Viola Liuzzo, eine Krankenschwester und Mutter von fünf Kindern, wurde 1965 vom Ku Klux Klan ermordet, nachdem sie an einem friedlichen Marsch über die Edmund Pettusettus Bridge in Selma, Alabama, teilgenommen hatte.
Ihr Tod wurde zu einem Symbol für den brutalen Widerstand, dem sich diejenigen stellen mussten, die Gerechtigkeit forderten. In ähnlicher Weise wurde Vernon Dahmer, ein Aktivist in Mississippi, bei einem Brandanschlag ermordet, der beinahe das Leben seiner gesamten Familie forderte. Sein Sohn Dennis Dahmer äußerte tiefe Enttäuschung über das Urteil und erklärte, dass die Entscheidung einen systematischen Abbau der Schutze darstelle, die sein Vater mit aufgestellt hatte. Das Urteil zog auch scharfe Kritik von den Familien anderer Bürgerrechtsaktivisten, darunter Andrew Goodman, James Chaney und Michael Schwerner, die 1964 von der KKK getötet wurden, als sie bei der Wählerregistrierung in Mississippi unterstützten.
Anthony Liuzzo, der Sohn von Viola Liuzzo, beschrieb den Verlust des Stimmrechtsgesetzes als einen Verrat an den Opfern seiner Mutter und anderer. Er betonte, dass der Akt wesentliche Garantien für die demokratische Integrität bietet und seine Entfernung eine Leere hinterlässt, die den Fortschritt bedroht, der durch Jahrzehnte des Kampfes erreicht wurde.
Sie argumentieren, dass der aktuelle Zustand der Wahlgesetze einen Rückschritt in Richtung des systemischen Rassismus widerspiegelt, der einst einen Großteil der amerikanischen Gesellschaft definierte. Einige haben eine erneute legislative Maßnahme gefordert, um eine moderne Version des Gesetzes zu verabschieden, während andere die Bedeutung der Basismobilisierung und der erhöhten Wählerbildung betonen.
Rechtswissenschaftler haben die Auswirkungen des Callais-Urteils diskutiert, wobei einige argumentieren, dass die Entscheidung eine grundlegende Verschiebung im Ansatz der Justiz zur Verfassungsinterpretation darstellt.
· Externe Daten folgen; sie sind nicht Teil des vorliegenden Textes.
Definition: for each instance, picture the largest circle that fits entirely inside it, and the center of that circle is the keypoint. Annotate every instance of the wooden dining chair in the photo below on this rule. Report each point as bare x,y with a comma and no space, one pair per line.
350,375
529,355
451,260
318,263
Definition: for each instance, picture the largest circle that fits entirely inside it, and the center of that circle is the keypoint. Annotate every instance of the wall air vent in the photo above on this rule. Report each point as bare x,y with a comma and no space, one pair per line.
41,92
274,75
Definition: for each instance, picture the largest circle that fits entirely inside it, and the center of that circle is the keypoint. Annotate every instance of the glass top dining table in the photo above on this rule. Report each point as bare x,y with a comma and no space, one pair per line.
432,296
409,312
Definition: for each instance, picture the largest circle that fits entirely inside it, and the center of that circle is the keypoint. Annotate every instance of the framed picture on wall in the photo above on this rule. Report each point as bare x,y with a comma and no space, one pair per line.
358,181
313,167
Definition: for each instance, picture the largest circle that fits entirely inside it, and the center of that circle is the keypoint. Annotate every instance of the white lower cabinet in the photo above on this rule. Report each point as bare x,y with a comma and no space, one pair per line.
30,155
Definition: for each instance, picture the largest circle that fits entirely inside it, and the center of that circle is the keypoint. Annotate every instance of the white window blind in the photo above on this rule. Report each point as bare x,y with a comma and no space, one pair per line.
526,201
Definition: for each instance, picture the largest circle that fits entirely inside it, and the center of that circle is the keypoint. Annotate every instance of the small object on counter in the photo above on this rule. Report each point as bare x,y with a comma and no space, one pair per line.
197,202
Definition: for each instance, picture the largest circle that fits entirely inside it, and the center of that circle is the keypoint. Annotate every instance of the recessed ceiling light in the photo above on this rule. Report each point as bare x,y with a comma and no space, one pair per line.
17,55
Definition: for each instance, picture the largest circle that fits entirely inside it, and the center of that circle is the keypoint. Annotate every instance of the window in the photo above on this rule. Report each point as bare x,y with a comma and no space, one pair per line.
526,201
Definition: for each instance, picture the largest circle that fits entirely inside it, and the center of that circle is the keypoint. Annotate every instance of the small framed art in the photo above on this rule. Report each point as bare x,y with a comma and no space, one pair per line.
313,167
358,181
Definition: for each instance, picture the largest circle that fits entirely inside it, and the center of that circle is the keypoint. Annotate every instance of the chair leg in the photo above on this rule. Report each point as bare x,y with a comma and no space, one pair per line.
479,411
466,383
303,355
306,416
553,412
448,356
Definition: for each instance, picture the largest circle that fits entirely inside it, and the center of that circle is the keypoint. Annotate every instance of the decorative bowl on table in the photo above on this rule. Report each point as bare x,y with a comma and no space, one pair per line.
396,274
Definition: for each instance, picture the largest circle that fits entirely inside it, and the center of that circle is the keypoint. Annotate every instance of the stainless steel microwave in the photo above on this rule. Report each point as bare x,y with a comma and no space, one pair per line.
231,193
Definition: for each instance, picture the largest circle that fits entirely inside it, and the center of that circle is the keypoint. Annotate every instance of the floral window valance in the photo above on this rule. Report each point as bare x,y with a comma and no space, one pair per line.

Brian Fitzpatrick, ein Rechtswissenschaftler, verteidigte kürzlich das Urteil in einem Aufsatz, der auf SCOTUSBlog veröffentlicht wurde, und schlug vor, dass die Entscheidung mit den Prinzipien der gerichtlichen Zurückhaltung und Textualismus übereinstimmt.
Die Debatte über das Urteil prägt weiterhin die Diskussionen in juristischen Kreisen und unter Interessengruppen, die versuchen, seine Auswirkungen umzukehren. Während die Nation mit den Folgen der Callais-Entscheidung zu kämpfen hat, bleiben die Stimmen derer, die die Gewalt der Vergangenheit ertragen haben, mächtige Erinnerungen an die damit verbundenen Risiken. Ihr Aufruf zum Handeln ist klar: Der Kampf um das Wahlrecht muss fortgesetzt werden, und der Weg nach vorne erfordert sowohl rechtliche Reformen als auch bürgerliche Verantwortung.